La primera aplicación del microtomógrafo a la paleontología ocurrió cuando José Luis Ruvalcaba Sil, investigador del Instituto de Física, y Francisco Riquelme, estudiante del posgrado de Ciencias Biológicas de la UNAM, llevaron a los físicos un pequeño ámbar de 2.5 centímetros de largo con el fósil de un milpiés cautivo en la resina desde hace 23 millones de años.

Es una pieza del Museo del Ámbar Lilia Mijangos, de San Cristóbal de las Casas, Chiapas. Es patrimonio de la nación y está registrado ante el Instituto Nacional de Antropología e Historia (INAH) por su valor científico y cultural. La ventaja de que la técnica de microtomografía de rayos X no sea invasiva permitió que el equipo fuera utilizado para analizar al huésped de la resina.

El resultado fue notable. El detalle del estudio fue tan preciso que se describió a una especie desconocida, hallazgo que fue publicado en agosto de 2014 en la revista PLoS ONE.

Otras aplicaciones

Actualmente el microtomógrafo se utiliza para estudiar tumores en cerebros de ratones de laboratorio, una colaboración que los físicos tienen con especialistas del Instituto Nacional de Neurología y Neurocirugía Manuel Velasco Suárez.

“El equipo permite analizar a detalle tumores implantados en el cerebro de una rata, órgano que mide dos centímetros de largo por 1.5 de ancho”, explicó Martínez Dávalos.
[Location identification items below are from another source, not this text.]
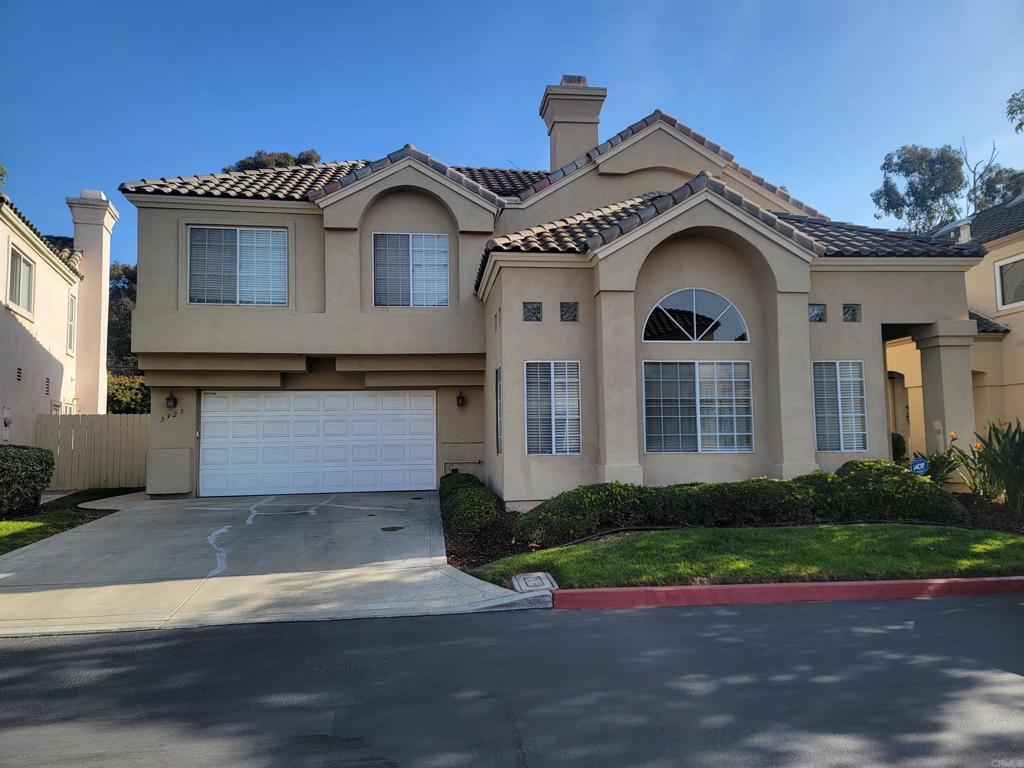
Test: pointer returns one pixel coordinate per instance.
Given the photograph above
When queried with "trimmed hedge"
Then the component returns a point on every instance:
(861, 491)
(25, 473)
(467, 505)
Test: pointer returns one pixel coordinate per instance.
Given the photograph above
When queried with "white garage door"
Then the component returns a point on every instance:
(308, 442)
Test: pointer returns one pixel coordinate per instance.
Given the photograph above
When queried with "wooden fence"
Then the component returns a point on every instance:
(95, 451)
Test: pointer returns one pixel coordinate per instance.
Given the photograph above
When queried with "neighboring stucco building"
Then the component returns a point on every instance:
(638, 312)
(995, 295)
(53, 330)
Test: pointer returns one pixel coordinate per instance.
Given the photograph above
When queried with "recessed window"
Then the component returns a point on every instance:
(72, 317)
(697, 407)
(532, 311)
(840, 406)
(553, 408)
(23, 278)
(236, 265)
(1010, 282)
(498, 409)
(411, 269)
(694, 314)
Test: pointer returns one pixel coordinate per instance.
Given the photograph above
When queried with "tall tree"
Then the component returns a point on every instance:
(123, 286)
(921, 186)
(263, 159)
(1015, 111)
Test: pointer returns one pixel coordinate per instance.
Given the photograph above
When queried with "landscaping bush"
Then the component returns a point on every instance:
(25, 473)
(872, 492)
(467, 505)
(1001, 453)
(864, 491)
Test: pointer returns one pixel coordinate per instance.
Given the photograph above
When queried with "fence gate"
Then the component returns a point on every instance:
(95, 451)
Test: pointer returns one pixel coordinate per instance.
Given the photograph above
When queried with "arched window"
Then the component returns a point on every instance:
(694, 314)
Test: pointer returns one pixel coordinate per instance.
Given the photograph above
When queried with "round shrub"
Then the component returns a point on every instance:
(25, 473)
(466, 504)
(586, 510)
(873, 491)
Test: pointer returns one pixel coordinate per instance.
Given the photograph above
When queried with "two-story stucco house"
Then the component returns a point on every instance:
(53, 324)
(995, 295)
(646, 310)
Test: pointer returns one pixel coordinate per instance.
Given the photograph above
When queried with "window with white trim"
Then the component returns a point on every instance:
(72, 317)
(840, 406)
(1010, 282)
(498, 409)
(553, 408)
(698, 407)
(694, 314)
(23, 278)
(238, 265)
(411, 269)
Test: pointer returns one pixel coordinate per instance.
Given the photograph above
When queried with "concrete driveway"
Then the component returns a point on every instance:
(192, 562)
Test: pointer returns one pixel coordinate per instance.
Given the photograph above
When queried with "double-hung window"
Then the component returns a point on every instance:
(23, 278)
(553, 408)
(698, 407)
(238, 265)
(840, 406)
(1010, 282)
(72, 312)
(411, 269)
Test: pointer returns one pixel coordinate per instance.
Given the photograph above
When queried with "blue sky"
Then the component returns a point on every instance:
(809, 94)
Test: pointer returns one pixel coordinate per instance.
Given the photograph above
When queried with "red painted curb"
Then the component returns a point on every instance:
(741, 594)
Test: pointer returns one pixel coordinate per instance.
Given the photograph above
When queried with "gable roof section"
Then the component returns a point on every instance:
(292, 182)
(590, 229)
(844, 239)
(299, 182)
(659, 117)
(998, 221)
(60, 245)
(407, 153)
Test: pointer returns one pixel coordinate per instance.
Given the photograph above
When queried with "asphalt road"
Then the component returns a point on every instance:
(901, 683)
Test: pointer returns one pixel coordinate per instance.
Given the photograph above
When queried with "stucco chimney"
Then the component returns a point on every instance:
(571, 112)
(94, 217)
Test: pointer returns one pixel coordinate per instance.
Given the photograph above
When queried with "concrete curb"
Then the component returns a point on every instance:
(742, 594)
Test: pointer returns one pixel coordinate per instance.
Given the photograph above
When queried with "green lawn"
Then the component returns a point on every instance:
(819, 553)
(60, 514)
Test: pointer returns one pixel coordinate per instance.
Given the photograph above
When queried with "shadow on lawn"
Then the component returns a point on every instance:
(898, 683)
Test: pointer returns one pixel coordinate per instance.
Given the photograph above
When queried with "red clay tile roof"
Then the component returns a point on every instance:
(292, 182)
(590, 229)
(61, 246)
(659, 117)
(844, 239)
(408, 152)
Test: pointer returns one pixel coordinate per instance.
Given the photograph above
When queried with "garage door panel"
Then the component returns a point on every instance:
(316, 441)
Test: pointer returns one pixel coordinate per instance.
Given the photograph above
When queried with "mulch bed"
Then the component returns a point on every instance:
(992, 515)
(494, 542)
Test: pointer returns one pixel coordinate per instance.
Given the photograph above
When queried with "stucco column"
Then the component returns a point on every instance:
(619, 427)
(795, 426)
(945, 379)
(94, 217)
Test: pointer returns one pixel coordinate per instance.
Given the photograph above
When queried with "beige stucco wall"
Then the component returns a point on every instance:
(34, 342)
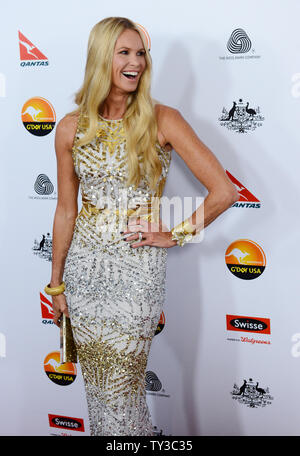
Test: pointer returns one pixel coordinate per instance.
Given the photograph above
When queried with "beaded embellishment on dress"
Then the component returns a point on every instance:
(114, 293)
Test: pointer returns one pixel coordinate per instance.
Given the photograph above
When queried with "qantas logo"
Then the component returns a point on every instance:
(246, 199)
(30, 55)
(47, 310)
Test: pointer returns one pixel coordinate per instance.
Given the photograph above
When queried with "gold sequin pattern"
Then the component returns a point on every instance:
(115, 293)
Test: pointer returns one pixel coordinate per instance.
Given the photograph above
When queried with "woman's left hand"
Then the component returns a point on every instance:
(154, 234)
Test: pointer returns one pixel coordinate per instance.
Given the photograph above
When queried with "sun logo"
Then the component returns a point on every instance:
(245, 259)
(61, 374)
(38, 116)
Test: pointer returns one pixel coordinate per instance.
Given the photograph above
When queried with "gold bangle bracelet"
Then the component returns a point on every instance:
(183, 232)
(54, 291)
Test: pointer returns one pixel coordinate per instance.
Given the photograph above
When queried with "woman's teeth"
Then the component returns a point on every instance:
(130, 74)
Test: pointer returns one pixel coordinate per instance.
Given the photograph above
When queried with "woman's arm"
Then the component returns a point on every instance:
(201, 161)
(67, 207)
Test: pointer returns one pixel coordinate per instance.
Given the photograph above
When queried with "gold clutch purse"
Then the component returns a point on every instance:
(68, 352)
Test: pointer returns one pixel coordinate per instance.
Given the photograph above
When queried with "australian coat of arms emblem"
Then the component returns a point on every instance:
(251, 394)
(241, 118)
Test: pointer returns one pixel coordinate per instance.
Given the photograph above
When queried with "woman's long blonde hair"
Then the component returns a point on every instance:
(139, 120)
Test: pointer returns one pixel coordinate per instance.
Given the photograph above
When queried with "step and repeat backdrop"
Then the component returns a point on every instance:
(225, 359)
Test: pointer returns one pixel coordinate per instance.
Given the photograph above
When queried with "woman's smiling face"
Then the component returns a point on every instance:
(129, 61)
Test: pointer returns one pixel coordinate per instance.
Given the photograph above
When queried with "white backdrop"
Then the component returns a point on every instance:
(195, 360)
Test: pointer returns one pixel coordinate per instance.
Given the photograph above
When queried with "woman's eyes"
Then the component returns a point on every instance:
(139, 53)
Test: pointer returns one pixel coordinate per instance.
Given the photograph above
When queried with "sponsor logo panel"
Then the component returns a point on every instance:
(66, 422)
(241, 117)
(245, 259)
(61, 374)
(38, 116)
(251, 394)
(30, 55)
(240, 47)
(246, 199)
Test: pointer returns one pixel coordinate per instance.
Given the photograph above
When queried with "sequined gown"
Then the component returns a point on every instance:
(115, 293)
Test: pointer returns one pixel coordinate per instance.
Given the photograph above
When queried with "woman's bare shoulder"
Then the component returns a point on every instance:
(66, 129)
(164, 112)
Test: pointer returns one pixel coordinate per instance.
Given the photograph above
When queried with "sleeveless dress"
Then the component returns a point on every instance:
(115, 293)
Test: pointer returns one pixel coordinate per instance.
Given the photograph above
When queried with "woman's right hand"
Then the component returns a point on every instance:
(59, 304)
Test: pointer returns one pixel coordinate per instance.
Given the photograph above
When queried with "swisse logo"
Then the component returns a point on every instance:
(249, 324)
(66, 422)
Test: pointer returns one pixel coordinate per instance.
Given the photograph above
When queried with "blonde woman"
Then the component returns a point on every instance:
(108, 268)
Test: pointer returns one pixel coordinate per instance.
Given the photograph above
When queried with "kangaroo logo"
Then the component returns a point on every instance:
(245, 259)
(30, 53)
(55, 365)
(32, 112)
(250, 394)
(61, 374)
(240, 118)
(238, 254)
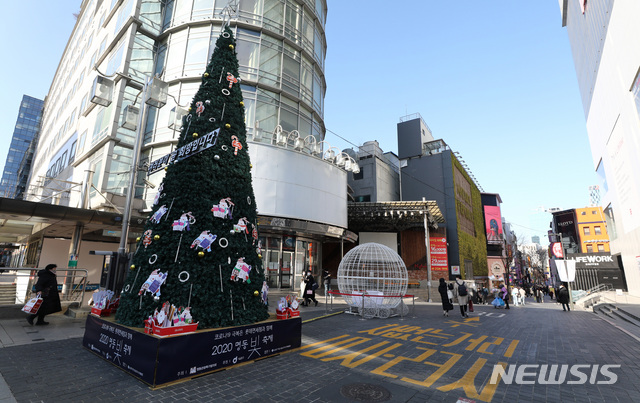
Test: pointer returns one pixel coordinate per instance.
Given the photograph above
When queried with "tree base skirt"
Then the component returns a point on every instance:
(158, 361)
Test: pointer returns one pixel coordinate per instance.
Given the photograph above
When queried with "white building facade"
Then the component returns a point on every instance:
(301, 191)
(604, 37)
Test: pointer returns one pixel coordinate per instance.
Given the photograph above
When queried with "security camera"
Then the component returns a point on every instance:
(149, 184)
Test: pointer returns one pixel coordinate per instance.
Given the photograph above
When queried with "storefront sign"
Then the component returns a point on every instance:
(593, 261)
(496, 268)
(187, 150)
(438, 253)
En el área médica también es ideal para el estudio de biopsias, pues se puede observar el interior de una muestra sin necesidad de seccionar. “Una vez que se tienen las imágenes reconstruidas, por ejemplo de la cabeza de un ratón, se pueden establecer varias ventanas para visualizar en la computadora los diferentes tejidos, desde el blando hasta el hueso”, detalló Rodríguez Villafuerte.

Además, ya se planea usarlo para estudiar semillas de interés biológico en la Facultad de Ciencias, así como para analizar la estructura de nuevos materiales.